Unfortunately, the parents weren't home. Two teenage boys and two dogs (including the black one who took part in the attack) met us at the gate. I told them that two of their dogs, including the black one, had attacked my goats and almost killed one of them and they needed to pay the vet bill. I told them that we had caught one of the dogs and it was now at Animal Control. You know that look you get when someone says they're sorry with their mouths, but look like they're laughing with their eyes. That's what I got in return. Same thing when the one boy told the black dog he was a bad dog. I wanted to make them care. I NEEDED to make them care. I told them I'd shoot the black dog if I saw it on my property again. I was told that their dad doesn't care if the dogs get shot. That just made me feel bad for the dogs and angrier at the humans. If you care that little about your dogs, then find them a home with someone who does care. The boys told me there are holes in the fence and they need to do something about it. Ya think!?! I told them it needs to be fixed this weekend. They told me this is why they don't like living around people. I knew I wasn't getting anywhere with these boys, so we left our number with them and told them to have their parents call us when they get home.
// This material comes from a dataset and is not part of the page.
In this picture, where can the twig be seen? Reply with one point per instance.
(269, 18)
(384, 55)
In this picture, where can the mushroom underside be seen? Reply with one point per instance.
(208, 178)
Prey animals aren't meant to lay down for long periods of time. Their bodies are designed to be always on the go. Their circulatory system depends upon that movement. If a prey animal lays down and can't get up, it's almost certain to be killed by a predator. They will do everything in their power to stay on their feet. Once they get to the point where they can't get up, it's a sign of a very serious health issue. In all of my years working with cows, sheep and horses, I can't think of very many cases that made a full recovery once the animal went down.
So when I went out the back door this morning to feed, I hesitated a little bit before I looked over at the goat paddock. I wanted to see Bella feeling better, standing even. I wanted the vet to be right, that she was just in a lot of pain, but would still make a full recovery. Instead, I saw her stretched out on the ground, in the same spot she had been the night before. I walked over, hoping she was just laying her head down. When I got there, her eyes were open in the blank stare of death. Her body was stiff and cold. She was gone and there was nothing I could do. I had done everything right, followed the vet's instructions to the letter. I had nursed and cared for her for four days. She had suffered in excruciating pain for four days. And all because irresponsible dog owners who knowingly own aggressive dogs can't be bothered to keep them contained.
Hubby did talk to the dog owners Saturday afternoon. They had known aggression issues with the red one who went to Animal Control. They said they were going to try to place him with a rescue that weekend. As it stands now, they're going to leave him at Animal Control and let them deal with him. They get to keep the black dog. I plan to keep my promise to shoot him next time I see him on my property. They have agreed to pay the vet bill. I'm also going to make sure they pay to replace Bella. She was more than a pet. She was part of our homesteading plan. I was already looking for a buck to breed to her and Nessie so I could get fresh milk from them and sell the babies to cover our expenses. Quality breeding does are expensive and difficult to come by.